Grab plans to go public via a merger with a New York-listed SPAC, in what would be the largest blank-check structure transaction yet. Altimeter Growth, a late-stage tech company investor, will put in $500 million. A collection of blue-chip investors, including asset managers T. Rowe Price and Fidelity, have lined up to put in $4 billion as a private investment in public equity, or “PIPE.”

The Grab IPO will mark a milestone for the Southeast Asian tech sector, which is forecast by one research group to triple in size by 2025, to $300 billion. The region has relatively few digital/tech unicorns, and there is just a handful of traded Southeast Asian tech stocks.

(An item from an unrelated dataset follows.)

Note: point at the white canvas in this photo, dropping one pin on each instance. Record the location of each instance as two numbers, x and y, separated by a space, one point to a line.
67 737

Investors in Grab include Japanese heavyweight SoftBank and Uber, which took a stake in 2018 when Grab acquired Uber’s Southeast Asia business. Uber also owns a stake in Chinese ride-hailing giant Didi Chuxing. Borrowing from the playbook of Facebook’s Mark Zuckerberg, Grab CEO and founder Anthony Tan will control just over 60% of the company’s voting rights after the transaction—though he’ll own only 2.2% of the shares.

There’s more action to come in this sector. In the wake of Grab’s announcement, two of Indonesia’s biggest tech companies—super-app Gojek and e-commerce giant Tokopedia—announced a merger, pending shareholder approval. The combined entity, which will be called GoTo and has an estimated valuation that ranges from $18 billion to $40 billion, will be about 60% owned by Gojek, a major Grab competitor. Gojek and Grab discussed joining forces earlier this year, but the talks may have been derailed by regulatory concerns about monopolistic practices. GoTo and fellow Indonesian unicorns travel app Traveloka and e-commerce marketplace Bukalapak are said to be laying the groundwork to go public in the US later this year.